Когда Бердичевский тихо вошел в палату, Ларионов лежал с закрытыми глазами. Михаил Соломонович положил пакет на тумбочку и слегка растерялся. С одной стороны, будить больных не полагается, с другой — он не располагал временем на ожидание. Бердичевский собрался было уходить, как тут Ларионов открыл глаза.
— Куда же вы, Михаил Соломонович, так и не поговорив со мной? Тут такая ситуация…
— Лежи, Юрий Трофимович, — переходя на начальственный тон, произнес Бердичевский. Он дотронулся до пакетов: — Тут фрукты для поправки, соки, витамины и здоровым полезны.

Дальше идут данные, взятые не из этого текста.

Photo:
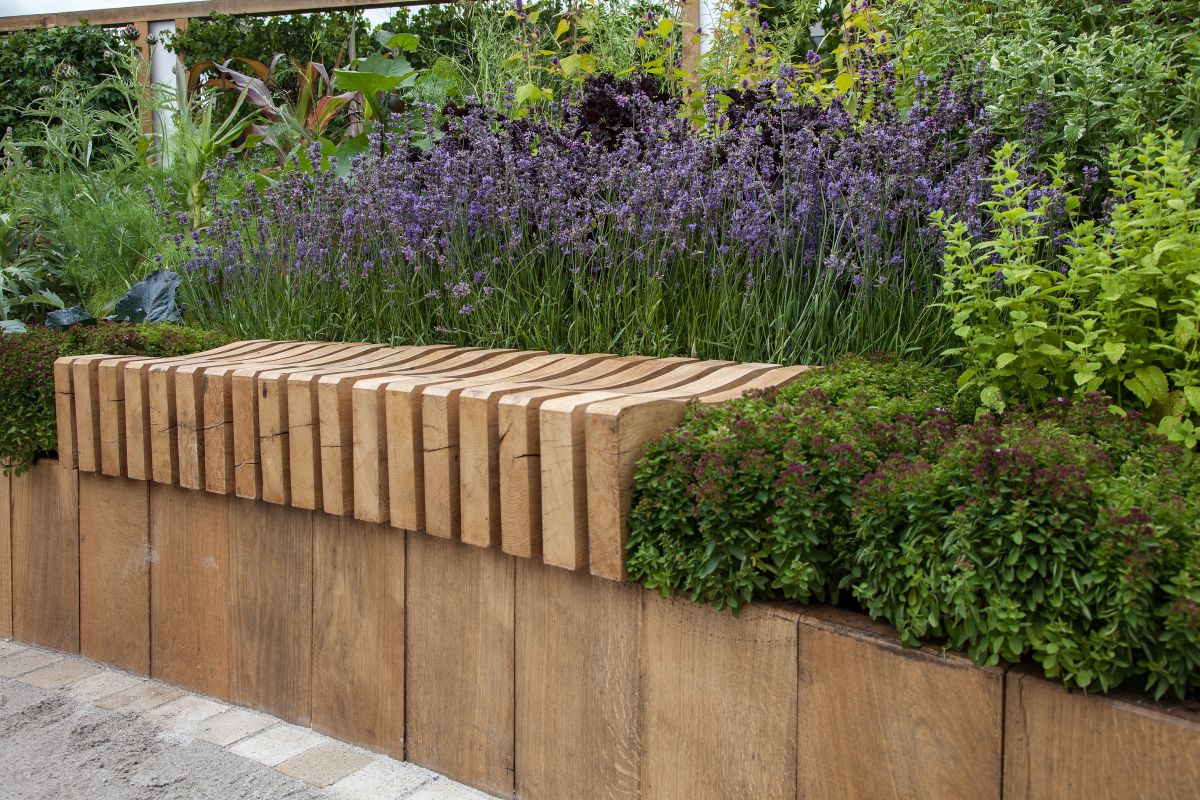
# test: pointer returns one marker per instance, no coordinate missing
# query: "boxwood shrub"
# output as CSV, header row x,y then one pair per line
x,y
27,368
1066,534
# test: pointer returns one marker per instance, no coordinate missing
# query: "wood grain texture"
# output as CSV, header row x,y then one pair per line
x,y
577,691
460,665
880,721
270,609
304,417
190,589
84,382
46,557
358,638
719,693
1062,745
64,413
5,555
114,571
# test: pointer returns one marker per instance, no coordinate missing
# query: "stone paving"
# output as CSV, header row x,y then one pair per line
x,y
329,768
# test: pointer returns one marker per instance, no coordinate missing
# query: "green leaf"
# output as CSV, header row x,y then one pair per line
x,y
403,42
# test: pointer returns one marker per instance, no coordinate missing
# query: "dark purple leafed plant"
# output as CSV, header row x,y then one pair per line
x,y
779,232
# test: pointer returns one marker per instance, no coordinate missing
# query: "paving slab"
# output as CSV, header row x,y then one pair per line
x,y
279,744
325,764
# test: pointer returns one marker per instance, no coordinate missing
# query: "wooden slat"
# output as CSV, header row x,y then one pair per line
x,y
616,433
64,413
273,420
880,720
719,693
579,704
1062,745
439,434
114,571
355,437
5,554
46,557
564,511
499,458
460,662
84,382
304,417
358,638
135,409
479,447
190,589
270,609
163,380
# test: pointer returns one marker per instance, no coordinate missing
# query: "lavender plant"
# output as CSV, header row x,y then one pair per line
x,y
780,232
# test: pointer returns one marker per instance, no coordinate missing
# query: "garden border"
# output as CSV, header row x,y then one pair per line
x,y
521,678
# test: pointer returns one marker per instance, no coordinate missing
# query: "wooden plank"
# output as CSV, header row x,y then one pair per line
x,y
217,422
616,434
719,693
46,557
479,447
190,589
114,571
358,638
304,419
165,411
273,420
439,434
270,609
124,16
563,461
84,382
135,409
5,555
355,439
1062,745
879,720
64,411
460,662
577,685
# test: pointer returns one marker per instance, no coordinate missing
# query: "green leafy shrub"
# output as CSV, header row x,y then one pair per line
x,y
34,61
27,368
1068,536
1115,308
751,498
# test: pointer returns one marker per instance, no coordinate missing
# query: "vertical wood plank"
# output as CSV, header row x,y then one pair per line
x,y
358,638
877,720
5,554
46,557
114,571
270,609
64,411
720,702
1066,745
577,699
190,589
460,662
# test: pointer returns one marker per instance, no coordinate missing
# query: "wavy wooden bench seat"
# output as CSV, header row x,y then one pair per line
x,y
525,451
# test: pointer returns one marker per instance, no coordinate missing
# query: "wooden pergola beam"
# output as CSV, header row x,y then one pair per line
x,y
167,11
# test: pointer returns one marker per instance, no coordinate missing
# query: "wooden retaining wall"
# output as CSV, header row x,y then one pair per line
x,y
540,683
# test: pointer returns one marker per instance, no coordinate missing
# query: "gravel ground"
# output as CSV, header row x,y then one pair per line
x,y
55,747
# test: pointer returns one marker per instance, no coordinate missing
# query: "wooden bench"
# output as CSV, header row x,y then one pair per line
x,y
525,451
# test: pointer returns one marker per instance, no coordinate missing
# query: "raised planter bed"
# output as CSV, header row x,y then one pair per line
x,y
483,657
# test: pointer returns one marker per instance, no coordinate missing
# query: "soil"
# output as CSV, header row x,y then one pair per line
x,y
55,747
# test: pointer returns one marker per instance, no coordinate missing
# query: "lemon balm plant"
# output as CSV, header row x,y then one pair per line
x,y
1049,305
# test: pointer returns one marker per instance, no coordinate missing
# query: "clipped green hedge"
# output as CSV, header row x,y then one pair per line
x,y
27,371
1066,534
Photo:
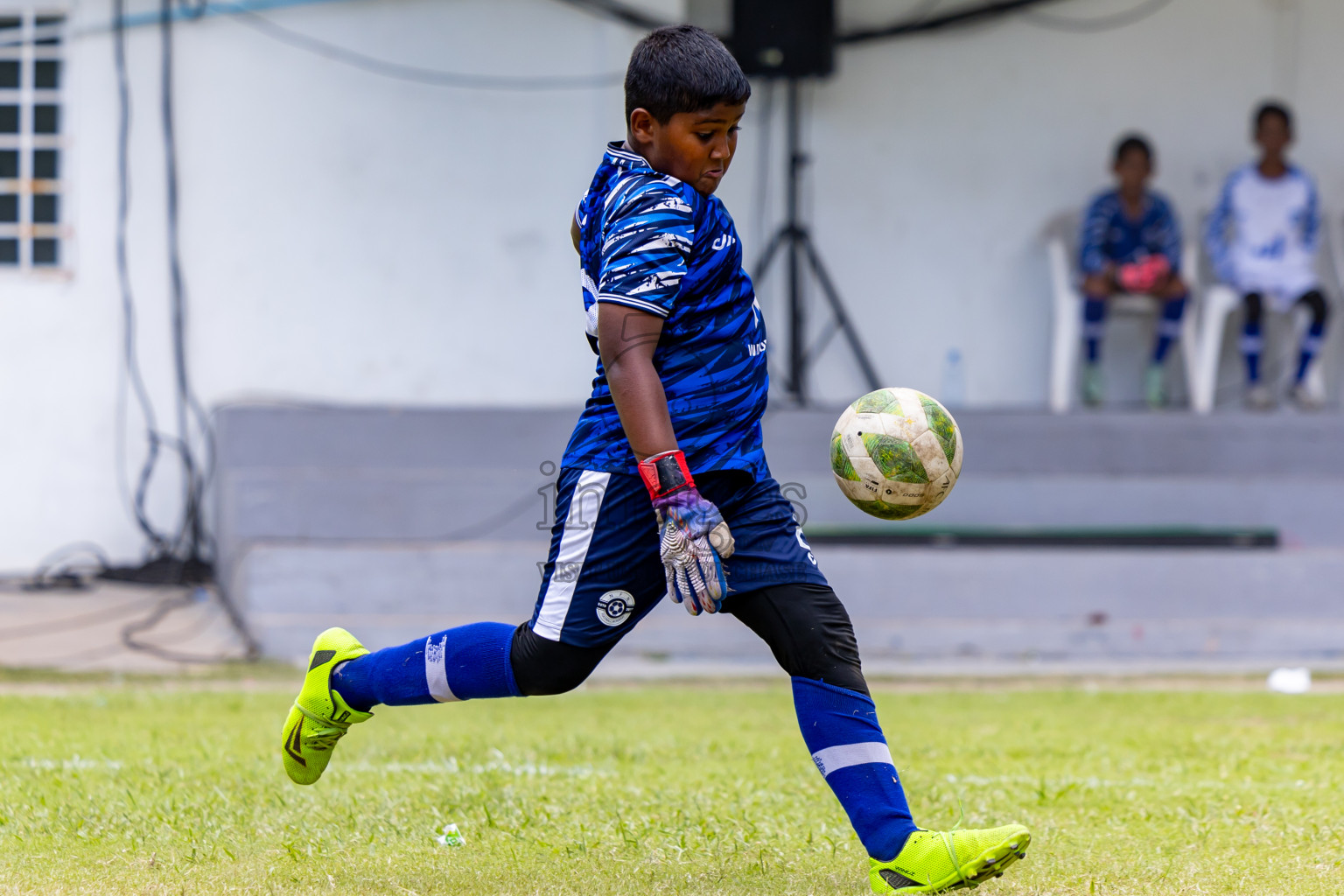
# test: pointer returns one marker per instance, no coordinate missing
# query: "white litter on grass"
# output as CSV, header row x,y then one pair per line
x,y
451,836
1285,680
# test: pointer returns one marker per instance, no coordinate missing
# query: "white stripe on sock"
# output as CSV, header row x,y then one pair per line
x,y
436,673
835,758
584,506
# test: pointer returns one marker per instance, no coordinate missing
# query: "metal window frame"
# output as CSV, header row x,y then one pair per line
x,y
29,97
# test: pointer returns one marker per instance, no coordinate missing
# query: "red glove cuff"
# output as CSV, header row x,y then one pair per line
x,y
666,474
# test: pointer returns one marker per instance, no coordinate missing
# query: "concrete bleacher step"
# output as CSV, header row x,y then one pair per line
x,y
401,522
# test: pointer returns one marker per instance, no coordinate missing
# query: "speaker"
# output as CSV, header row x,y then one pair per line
x,y
784,38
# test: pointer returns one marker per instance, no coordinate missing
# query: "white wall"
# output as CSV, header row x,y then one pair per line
x,y
355,238
938,161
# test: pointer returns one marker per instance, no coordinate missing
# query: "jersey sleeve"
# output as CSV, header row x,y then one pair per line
x,y
1092,241
1311,218
1216,233
647,243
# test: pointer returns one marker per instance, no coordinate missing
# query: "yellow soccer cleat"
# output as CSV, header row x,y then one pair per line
x,y
934,861
320,717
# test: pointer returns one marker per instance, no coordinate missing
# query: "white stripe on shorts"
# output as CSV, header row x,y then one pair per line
x,y
436,673
576,539
836,758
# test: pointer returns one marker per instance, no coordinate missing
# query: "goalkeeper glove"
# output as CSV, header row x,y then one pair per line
x,y
692,535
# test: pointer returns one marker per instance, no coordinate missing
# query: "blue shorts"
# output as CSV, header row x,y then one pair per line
x,y
604,572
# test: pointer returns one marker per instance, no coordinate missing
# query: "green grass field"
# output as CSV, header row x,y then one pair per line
x,y
662,790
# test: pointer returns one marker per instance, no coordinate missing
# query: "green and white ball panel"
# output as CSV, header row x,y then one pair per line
x,y
895,453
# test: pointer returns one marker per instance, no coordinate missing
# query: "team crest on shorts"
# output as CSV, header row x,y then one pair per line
x,y
614,607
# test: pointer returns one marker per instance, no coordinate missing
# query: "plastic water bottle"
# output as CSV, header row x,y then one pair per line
x,y
953,381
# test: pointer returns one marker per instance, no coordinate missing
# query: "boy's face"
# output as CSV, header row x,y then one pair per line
x,y
694,147
1273,135
1133,170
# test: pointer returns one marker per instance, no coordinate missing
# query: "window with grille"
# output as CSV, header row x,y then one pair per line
x,y
32,75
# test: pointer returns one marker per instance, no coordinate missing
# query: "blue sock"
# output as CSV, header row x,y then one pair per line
x,y
1168,328
466,662
1251,346
840,728
1095,324
1311,344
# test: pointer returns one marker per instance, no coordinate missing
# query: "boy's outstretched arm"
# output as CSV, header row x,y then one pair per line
x,y
692,536
626,340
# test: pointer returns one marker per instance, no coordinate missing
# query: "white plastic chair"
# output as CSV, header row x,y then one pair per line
x,y
1068,329
1219,303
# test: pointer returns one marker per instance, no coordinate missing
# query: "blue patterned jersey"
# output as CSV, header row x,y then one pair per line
x,y
1112,236
654,243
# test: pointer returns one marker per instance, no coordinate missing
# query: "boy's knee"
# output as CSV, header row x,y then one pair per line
x,y
1314,303
544,668
808,632
1254,306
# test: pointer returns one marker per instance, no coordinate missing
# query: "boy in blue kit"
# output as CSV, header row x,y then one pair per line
x,y
1130,243
664,486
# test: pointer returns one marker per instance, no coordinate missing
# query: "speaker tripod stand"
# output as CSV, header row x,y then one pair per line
x,y
796,240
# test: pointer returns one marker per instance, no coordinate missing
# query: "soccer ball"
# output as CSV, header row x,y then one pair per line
x,y
895,453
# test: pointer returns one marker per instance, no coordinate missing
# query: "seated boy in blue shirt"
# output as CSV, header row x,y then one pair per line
x,y
664,488
1130,243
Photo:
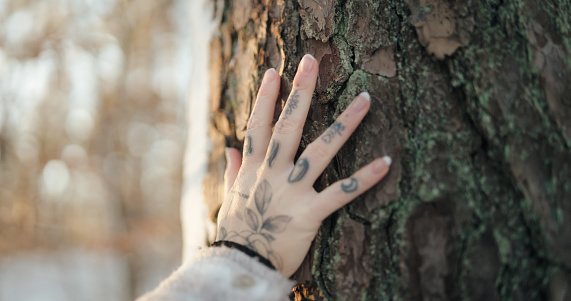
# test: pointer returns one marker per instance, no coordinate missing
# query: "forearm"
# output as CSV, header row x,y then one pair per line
x,y
222,274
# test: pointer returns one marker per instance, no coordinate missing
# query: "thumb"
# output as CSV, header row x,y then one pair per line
x,y
233,163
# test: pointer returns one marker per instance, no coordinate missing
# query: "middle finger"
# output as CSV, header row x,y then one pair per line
x,y
288,129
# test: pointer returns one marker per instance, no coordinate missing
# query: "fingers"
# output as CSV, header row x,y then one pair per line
x,y
319,153
233,163
288,129
344,191
259,129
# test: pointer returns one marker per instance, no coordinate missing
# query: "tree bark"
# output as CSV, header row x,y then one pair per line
x,y
471,99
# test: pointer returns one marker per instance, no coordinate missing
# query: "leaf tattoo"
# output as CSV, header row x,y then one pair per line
x,y
276,224
252,219
268,237
263,196
262,231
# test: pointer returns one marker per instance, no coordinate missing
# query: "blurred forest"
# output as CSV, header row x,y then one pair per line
x,y
92,128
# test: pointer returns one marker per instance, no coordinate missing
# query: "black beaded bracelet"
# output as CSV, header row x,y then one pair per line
x,y
245,250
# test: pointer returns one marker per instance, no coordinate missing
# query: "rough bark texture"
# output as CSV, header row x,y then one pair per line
x,y
469,98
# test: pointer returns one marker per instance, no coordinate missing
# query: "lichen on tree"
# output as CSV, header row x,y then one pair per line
x,y
469,98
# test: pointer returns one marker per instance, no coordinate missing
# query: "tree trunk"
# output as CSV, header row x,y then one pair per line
x,y
471,99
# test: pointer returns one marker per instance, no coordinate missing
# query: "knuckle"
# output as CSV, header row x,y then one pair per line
x,y
286,126
318,150
299,85
255,123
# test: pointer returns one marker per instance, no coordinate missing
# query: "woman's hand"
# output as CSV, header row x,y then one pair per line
x,y
270,205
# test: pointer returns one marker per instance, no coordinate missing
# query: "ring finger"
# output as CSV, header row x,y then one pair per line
x,y
319,153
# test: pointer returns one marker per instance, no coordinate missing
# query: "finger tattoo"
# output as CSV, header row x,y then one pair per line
x,y
351,186
273,152
292,103
299,170
248,149
336,129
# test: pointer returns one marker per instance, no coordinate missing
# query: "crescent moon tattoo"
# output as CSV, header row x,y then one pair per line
x,y
248,150
351,186
299,171
273,152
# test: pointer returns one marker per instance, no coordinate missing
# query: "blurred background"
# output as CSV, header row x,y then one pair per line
x,y
92,136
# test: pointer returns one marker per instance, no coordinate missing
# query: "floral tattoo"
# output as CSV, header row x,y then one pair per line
x,y
262,228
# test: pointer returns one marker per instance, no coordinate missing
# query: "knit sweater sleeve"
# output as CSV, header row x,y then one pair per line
x,y
222,274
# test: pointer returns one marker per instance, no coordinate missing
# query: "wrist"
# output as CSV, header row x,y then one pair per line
x,y
245,250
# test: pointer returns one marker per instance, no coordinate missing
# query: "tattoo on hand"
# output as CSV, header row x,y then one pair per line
x,y
240,194
248,150
273,152
351,186
260,235
292,103
299,170
336,129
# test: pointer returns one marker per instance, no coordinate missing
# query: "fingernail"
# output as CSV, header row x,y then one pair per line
x,y
387,160
361,102
270,75
381,165
366,95
307,63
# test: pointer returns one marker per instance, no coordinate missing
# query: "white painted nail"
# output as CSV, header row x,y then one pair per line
x,y
366,95
387,160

Ларионов приподнялся, открыл тумбочку.
— Взгляните, Михаил Соломонович, — Бердичевский увидел множество бумажных и полиэтиленовых пакетов. — Тут изобилие, как на Кавказе. Яблоки, апельсины, мандарины. Еще столько же санитаркам и медсестрам презентовал. А вот о бутылочке сухого вина никто из вас и не подумал. У меня ведь завтра день рождения.
— С чем тебя, Юрий Трофимович, и поздравляю, — Бердичевский присел на край кровати. — После выписки обязательно отпразднуем.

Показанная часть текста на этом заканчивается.